Potential targets for cancer therapy

The researchers examined the status of the TLK1 and TLK2 genes in over 7000 patient samples made publically available by the Cancer Genome Atlas project. They found that TLK1 and TLK2 are rarely mutated in cancers, suggesting a potentially conserved role. In many cases the TLK1 and TLK2 genes were duplicated or over-expressed and in several cancer types, high expression correlated with poor patient outcome.

While TLK1/2 have been proposed to be potential targets for cancer therapy, this work demonstrates that their inhibition could be useful for the treatment of various kinds of cancer and may enhance the activity of several chemotherapeutic agents currently in clinical trials. This provides further evidence that these enzymes may be important targets for future drug development.

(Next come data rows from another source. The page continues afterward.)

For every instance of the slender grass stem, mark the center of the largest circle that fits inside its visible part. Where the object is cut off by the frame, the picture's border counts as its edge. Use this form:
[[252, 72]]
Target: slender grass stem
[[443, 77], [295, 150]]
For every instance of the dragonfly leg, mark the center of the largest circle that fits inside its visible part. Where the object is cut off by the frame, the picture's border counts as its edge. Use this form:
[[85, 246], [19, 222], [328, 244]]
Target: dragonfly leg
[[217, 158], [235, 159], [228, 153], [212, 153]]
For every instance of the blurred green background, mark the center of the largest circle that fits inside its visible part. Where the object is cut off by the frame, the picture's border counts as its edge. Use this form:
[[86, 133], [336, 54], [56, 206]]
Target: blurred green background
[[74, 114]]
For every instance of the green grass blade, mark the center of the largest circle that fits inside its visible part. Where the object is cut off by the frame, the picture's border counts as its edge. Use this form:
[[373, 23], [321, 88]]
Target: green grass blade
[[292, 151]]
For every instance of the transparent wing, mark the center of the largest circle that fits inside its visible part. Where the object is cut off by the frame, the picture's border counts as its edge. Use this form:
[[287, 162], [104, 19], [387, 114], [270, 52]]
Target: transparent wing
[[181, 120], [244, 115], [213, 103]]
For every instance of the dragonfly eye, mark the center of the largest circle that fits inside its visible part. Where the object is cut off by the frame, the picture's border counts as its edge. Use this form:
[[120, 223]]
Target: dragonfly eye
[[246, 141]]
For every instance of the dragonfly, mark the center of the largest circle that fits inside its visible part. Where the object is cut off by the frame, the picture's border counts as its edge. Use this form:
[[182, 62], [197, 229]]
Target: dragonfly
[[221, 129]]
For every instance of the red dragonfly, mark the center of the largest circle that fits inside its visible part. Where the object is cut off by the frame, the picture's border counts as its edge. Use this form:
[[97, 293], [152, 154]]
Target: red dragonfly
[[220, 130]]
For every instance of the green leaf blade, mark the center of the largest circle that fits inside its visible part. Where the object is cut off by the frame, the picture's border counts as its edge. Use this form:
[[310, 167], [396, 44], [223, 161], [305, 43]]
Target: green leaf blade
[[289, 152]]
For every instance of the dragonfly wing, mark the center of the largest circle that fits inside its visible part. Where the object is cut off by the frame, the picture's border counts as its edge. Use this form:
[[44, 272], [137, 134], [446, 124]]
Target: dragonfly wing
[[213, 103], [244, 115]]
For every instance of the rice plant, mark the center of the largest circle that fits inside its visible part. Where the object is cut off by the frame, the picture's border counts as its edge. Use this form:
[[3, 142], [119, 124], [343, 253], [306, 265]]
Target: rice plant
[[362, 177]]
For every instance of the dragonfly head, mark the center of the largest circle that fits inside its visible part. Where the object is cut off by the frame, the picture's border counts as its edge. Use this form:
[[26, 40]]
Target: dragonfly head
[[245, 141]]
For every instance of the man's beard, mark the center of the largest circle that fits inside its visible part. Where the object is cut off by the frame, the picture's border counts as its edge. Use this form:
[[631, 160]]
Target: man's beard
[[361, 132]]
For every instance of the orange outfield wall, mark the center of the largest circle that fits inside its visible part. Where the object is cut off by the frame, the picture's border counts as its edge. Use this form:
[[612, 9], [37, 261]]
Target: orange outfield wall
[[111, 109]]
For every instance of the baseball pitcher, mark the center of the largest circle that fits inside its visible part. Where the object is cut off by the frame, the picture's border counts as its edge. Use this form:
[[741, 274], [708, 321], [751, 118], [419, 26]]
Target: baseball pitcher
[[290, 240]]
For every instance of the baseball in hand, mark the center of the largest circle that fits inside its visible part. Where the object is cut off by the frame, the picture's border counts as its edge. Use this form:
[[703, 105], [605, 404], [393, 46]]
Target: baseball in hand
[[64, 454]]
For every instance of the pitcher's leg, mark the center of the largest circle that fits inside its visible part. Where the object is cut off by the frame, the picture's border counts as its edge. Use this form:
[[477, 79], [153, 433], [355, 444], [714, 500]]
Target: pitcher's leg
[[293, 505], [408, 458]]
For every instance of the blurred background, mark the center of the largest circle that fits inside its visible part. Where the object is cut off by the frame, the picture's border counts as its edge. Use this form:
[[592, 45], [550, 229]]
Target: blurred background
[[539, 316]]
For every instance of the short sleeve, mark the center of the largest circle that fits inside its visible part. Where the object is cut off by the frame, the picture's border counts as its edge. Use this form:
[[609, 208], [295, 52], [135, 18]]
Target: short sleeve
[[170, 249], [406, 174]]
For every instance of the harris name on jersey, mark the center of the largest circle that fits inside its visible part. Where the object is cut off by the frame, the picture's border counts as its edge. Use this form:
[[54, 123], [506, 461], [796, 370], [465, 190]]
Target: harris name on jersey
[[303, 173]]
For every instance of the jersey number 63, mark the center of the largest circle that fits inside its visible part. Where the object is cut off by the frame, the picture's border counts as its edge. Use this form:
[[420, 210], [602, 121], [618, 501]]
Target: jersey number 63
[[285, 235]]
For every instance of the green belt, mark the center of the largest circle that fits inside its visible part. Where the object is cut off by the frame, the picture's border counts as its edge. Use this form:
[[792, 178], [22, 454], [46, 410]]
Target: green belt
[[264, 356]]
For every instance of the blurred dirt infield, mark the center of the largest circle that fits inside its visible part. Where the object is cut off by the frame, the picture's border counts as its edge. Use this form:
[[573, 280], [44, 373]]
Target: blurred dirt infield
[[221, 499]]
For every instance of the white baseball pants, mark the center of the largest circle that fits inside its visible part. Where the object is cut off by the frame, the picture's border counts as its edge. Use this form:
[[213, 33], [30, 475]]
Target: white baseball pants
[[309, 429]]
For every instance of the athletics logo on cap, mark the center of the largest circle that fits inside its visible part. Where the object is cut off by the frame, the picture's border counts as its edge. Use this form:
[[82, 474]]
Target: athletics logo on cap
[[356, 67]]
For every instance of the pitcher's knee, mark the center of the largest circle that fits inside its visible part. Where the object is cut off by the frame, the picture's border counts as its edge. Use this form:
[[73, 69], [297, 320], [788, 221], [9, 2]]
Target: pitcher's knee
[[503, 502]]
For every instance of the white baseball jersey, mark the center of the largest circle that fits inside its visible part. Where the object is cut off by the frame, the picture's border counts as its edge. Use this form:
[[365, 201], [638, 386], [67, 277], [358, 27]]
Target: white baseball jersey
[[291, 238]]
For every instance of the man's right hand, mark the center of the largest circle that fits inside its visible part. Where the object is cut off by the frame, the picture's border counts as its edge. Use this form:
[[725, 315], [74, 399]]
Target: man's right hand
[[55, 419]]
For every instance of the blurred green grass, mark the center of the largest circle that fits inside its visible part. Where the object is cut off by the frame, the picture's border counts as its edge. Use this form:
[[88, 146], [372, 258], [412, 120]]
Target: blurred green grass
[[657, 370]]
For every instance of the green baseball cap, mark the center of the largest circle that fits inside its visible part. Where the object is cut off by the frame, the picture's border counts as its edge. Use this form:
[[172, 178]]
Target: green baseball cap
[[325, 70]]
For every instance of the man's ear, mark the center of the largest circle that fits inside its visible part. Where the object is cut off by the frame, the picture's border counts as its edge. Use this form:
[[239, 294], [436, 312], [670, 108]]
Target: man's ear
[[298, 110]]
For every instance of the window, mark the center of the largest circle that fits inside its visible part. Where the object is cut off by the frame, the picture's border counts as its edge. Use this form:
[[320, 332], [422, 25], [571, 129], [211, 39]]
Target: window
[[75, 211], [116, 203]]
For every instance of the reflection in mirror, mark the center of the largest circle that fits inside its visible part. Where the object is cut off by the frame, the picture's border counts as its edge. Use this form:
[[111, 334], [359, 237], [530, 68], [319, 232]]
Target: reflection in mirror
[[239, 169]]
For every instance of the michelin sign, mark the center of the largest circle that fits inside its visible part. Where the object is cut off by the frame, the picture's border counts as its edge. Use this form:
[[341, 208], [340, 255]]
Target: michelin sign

This collaborative study has used state-of-the-art molecular approaches to analyze DNA replication and DNA damage, as well as the computational analysis of publicly available cancer data from the Cancer Genome Atlas (TCGA) project and was also made in collaboration with Camille Stephan-Otto Attolini, head of the Biostatistics and Bioinformatics Facility at IRB Barcelona.

Work at BRIC has been supported by the Lundbeck Foundation, the Danish Cancer Society, the Danish National Research Foundation to the Center for Epigenetics [DNRF82], the European Commission ITN FP7 'aDDRess', a European Research Council Starting Grant, the Independent Research Fund Denmark, the NEYE Foundation, and the Novo Nordisk Foundation.